Appropriating Monod’s quote, I will use this interesting idea as a starting point for developing the foundations on which the architecture of this intervention, The Dark Line (designed by Spanish-French architects Miquel Batlle and Michèle Orliac, of mICHELE&mIQUEL, in collaboration with Taiwanese architect Chung-Hsun Wu of dA VISION DESIGN), set in a landscape so anthropised and natural as the Taiwanese one, can be objectified, experienced, explained and understood from an abstract perspective, underlining the importance of randomness for its capacity to adapt and hybridise with the environment and also as a basis for the transformative actions that are necessary for the development and construction of the project.
The project is located in the heart of the mountainous region set between the cities of Taipei and Ylan in the east of Taiwan island. It is a region that has historically been crossed and transformed by different paths, including railways used to connect to the attractive coalfields of the coal industry during the 20th century. The loss of value of fossil fuels caused the mines to be closed at the end of the last century, which in its turn caused the abandonment of the railways and all the infrastructure that had been used to enable the transport of both goods and people.

"The Dark Line, michele&miquel, dA Vision Design" by José Juan Barba.
The Dark Line links the old sites and infrastructures that sprinkle and connect the past routes of this area that had been forgotten. This recovery allows us to discover the industrial memory, the heritage of the place, while at the same time facilitates and appreciates the landscape of the mountains, gorges and waterfalls of this region, through actions that revitalise an area affected by the disappearance of the coal industry. The project partially involves the route between Mudan and Sandiaoling, passing through an old mine tunnel and a new suspended walkway clinging to the slopes of the Keelung River.
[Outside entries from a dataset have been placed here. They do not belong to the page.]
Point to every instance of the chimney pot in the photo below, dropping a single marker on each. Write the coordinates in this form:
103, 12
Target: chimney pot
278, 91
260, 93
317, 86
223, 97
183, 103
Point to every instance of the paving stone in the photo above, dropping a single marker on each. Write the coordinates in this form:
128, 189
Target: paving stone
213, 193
The violence of architecture on the environment (in the sense that Ignasi de Solà-Morales commented in AnyWay in 19931), meaning its capacity to violate, transform and colonise is reduced. Obviously it does not avoid the anthropisation that all founding acts in architecture entail, but it becomes more sensitive, more attentive and in dialogue with our environment. It becomes a truly functional and at the same time more natural architecture2.
This archaic beauty of the project, its primitivism, its avant-garde quality and its extraordinary interest are explained in the texts that follow in this book. Exceptional guests show us a multifaceted journey, bringing together a singular action in our way of building the modern project, the contemporary project in which a more intimate dialogue is established and proposed with nature, with the climate, with the passing of time, with our memory generated from the interaction of individuals with spaces, allowing us to build ‘ma’, in a new culture of ‘places’ full of new opportunities to create architectures with an interpretation away from the discourse of form and closer to people.
1. Barba, José Juan. «CONGRESO ANYWAY. La ciudad de las ciudades». Barcelona: Fundación Arquia, 2019.
2. Juan Antonio Cortés and María Teresa Muñoz would comment on a functional yet organic architecture in: ‘La repetición en la arquitectura moderna’. Madrid: COAM, March-April 1981, pp. 57-59.